Reputation: 1962
I've just read a post by Basem Emara about creating a threadsafe array Type in Swift. While I glanced through the code example, I asked myself if there isn't a way to achieve this with quite less code.
Suppose I create this class:
// MARK: Class Declaration
class ThreadsafeArray<Element> {
// Private Variables
private var __array: [Element] = []
private var __arrayQueue: DispatchQueue = DispatchQueue(
label: "ThreadsafeArray.__concurrentArrayQueue",
attributes: .concurrent
)
}
// MARK: Interface
extension ThreadSafeArray {
// ReadWrite Variables
var threadsafe: [Element] {
get {
return self.__arrayQueue.sync {
return self.__array
}
}
set(newArray) {
self.__arrayQueue.async(flags: .barrier) {
self.__array = newArray
}
}
}
}
If, from now on, I only accessed the actual array through .threadsafe
, would this suffice to make the array threadsafe?
Also, could I implement it a struct instead of a class to get the mutating checks as well?
I am aware that the objects inside this array would not be threadsafe themselves through this but this is not the point, so let's assume I only put threadsafe stuff in there.
(Of course, to avoid the calls to .threadsafe
, I would make the shiny new class conform to ExpressibleByArrayLiteral
, Collection
and RangeReplaceableCollection
, so I can use it like a normal array.
Meanwhile, I've tried testing it in a playground and have come to believe that it doesn't suffice.
import Foundation
import PlaygroundSupport
PlaygroundPage.current.needsIndefiniteExecution = true
// Testing //
// Thread-unsafe array
func unsafeArray() {
var array: [Int] = []
var iterations: Int = 1000
let start: TimeInterval = Date().timeIntervalSince1970
DispatchQueue.concurrentPerform(iterations: iterations) { index in
let last: Int = array.last ?? 0
array.append(last + 1)
DispatchQueue.global().sync {
iterations -= 1
// Final loop
guard iterations <= 0 else { return }
print(String(
format: "Unsafe loop took %.3f seconds, count: %d.",
Date().timeIntervalSince1970 - start, array.count
))
}
}
}
// Thread-safe array
func safeArray() {
let array: ThreadsafeArray<Int> = ThreadsafeArray<Int>()
var iterations: Int = 1000
let start: TimeInterval = Date().timeIntervalSince1970
DispatchQueue.concurrentPerform(iterations: iterations) { index in
let last: Int = array.threadsafe.last ?? 0
array.threadsafe.append(last + 1)
DispatchQueue.global().sync {
iterations -= 1
// Final loop
guard iterations <= 0 else { return }
print(String(
format: "Safe loop took %.3f seconds, count: %d.",
Date().timeIntervalSince1970 - start, array.threadsafe.count
))
}
}
}
unsafeArray()
safeArray()
Most of the time:
experiments(31117,0x7000038d0000) malloc: *** error for object 0x11f663d28: pointer being freed was not allocated
*** set a breakpoint in malloc_error_break to debug
Sometimes:
IndexError: Index out of range
Unfortunately also:
Unsafe loop took 1.916 seconds, count: 994.
Safe loop took 11.258 seconds, count: 515.
Doesn't seem to suffice (also, it's incredibly unperformant).
Upvotes: 2
Views: 2795
Reputation: 437682
The synchronization mechanism in your question, with concurrent queue and judicious use of barrier is known as the “reader-writer” pattern.
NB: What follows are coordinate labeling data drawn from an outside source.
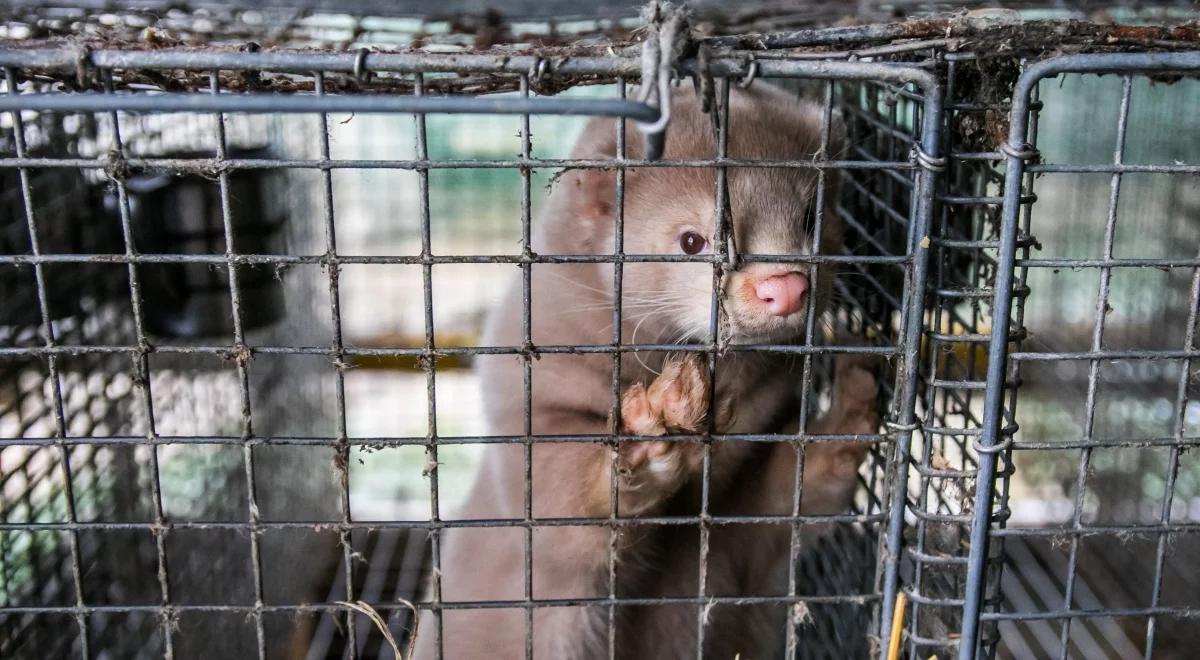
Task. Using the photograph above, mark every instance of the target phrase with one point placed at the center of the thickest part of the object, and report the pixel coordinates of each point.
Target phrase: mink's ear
(591, 193)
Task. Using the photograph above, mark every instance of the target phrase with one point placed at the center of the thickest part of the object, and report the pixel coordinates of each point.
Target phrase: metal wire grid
(53, 352)
(997, 439)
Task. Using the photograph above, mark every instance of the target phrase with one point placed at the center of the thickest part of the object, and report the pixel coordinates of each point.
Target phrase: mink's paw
(856, 391)
(676, 402)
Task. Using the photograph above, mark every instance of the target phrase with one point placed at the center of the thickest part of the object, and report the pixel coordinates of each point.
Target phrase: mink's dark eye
(691, 243)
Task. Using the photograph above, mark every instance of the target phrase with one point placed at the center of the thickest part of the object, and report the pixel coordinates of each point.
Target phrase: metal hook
(360, 65)
(751, 73)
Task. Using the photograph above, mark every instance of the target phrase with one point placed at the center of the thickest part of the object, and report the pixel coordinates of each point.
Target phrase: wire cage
(245, 257)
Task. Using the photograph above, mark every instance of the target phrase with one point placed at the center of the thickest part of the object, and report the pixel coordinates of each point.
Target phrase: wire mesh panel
(203, 269)
(1107, 582)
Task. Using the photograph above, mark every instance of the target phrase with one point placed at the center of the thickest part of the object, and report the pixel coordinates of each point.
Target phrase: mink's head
(671, 210)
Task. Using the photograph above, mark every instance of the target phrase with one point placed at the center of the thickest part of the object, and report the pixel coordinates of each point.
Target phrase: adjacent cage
(243, 292)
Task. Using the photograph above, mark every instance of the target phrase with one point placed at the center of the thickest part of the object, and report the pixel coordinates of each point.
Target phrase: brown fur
(571, 395)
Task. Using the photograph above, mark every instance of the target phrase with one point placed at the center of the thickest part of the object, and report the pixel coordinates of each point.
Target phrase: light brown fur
(571, 395)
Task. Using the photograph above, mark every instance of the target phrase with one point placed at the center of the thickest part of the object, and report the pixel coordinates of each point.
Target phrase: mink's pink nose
(783, 294)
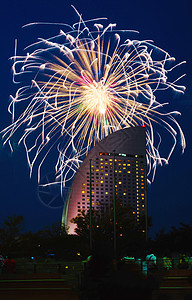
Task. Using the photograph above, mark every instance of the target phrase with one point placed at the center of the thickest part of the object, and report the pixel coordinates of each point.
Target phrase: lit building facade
(118, 161)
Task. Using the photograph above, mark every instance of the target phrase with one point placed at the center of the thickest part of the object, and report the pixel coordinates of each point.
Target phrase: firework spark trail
(85, 87)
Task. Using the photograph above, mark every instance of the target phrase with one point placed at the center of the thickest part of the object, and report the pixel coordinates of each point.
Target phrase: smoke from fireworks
(84, 84)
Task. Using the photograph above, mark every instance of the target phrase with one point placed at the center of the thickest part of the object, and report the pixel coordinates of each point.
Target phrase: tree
(9, 233)
(129, 233)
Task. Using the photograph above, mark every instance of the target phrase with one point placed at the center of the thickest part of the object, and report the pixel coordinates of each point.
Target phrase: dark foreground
(122, 283)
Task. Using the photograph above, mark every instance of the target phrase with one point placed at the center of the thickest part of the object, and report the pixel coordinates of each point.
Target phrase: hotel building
(116, 164)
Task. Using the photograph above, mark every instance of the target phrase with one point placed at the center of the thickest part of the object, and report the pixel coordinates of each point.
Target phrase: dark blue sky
(169, 24)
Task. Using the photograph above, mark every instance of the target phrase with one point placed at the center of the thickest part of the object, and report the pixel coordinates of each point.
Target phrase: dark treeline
(131, 239)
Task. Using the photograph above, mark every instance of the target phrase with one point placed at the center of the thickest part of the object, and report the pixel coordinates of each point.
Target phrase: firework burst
(85, 84)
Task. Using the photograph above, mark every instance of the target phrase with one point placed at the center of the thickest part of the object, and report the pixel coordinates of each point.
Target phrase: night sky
(169, 25)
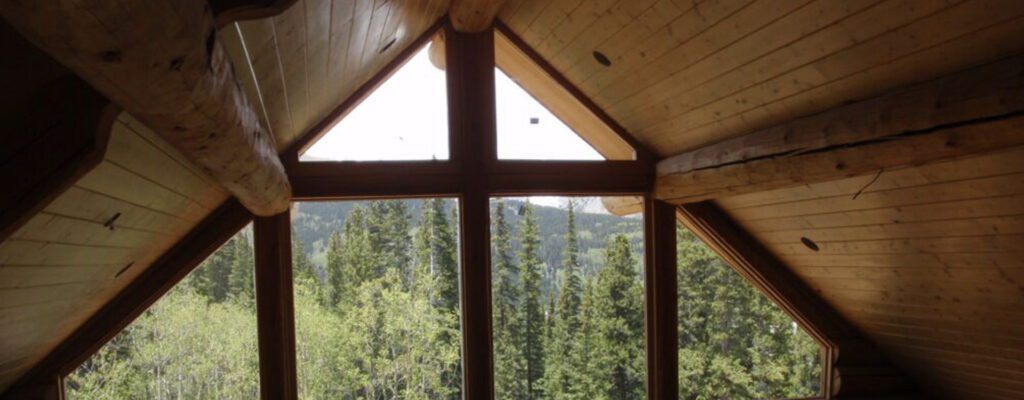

In short, it offers concurrent synchronous reads and non-concurrent asynchronous writes. This is a fine synchronization mechanism. It is not the problem here.
But there are a few problems:
In the attempt to pare back the implementation, this class has become very inefficient. Consider:
class ThreadSafeArray<Element> {
private var array: [Element]
private let queue = DispatchQueue(label: "ThreadsafeArray.reader-writer", attributes: .concurrent)
init(_ array: [Element] = []) {
self.array = array
}
}
extension ThreadSafeArray {
var threadsafe: [Element] {
get { queue.sync { array } }
set { queue.async(flags: .barrier) { self.array = newValue } }
}
}
let numbers = ThreadSafeArray([1, 2, 3])
numbers.threadsafe[1] = 42 // !!!
What that numbers.threadsafe[1] = 42
line is really doing is as follows:
That is obviously very inefficient.
The intuitive solution is to add an efficient subscript operator in the implementation:
extension ThreadSafeArray {
typealias Index = Int
subscript(index: Index) -> Element {
get { queue.sync { array[index] } }
set { queue.async(flags: .barrier) { self.array[index] = newValue} }
}
}
Then you can do:
numbers[1] = 42
That will perform a synchronized update of the existing array “in place”, without needing to copy the array at all. In short, it is an efficient, thread-safe mechanism.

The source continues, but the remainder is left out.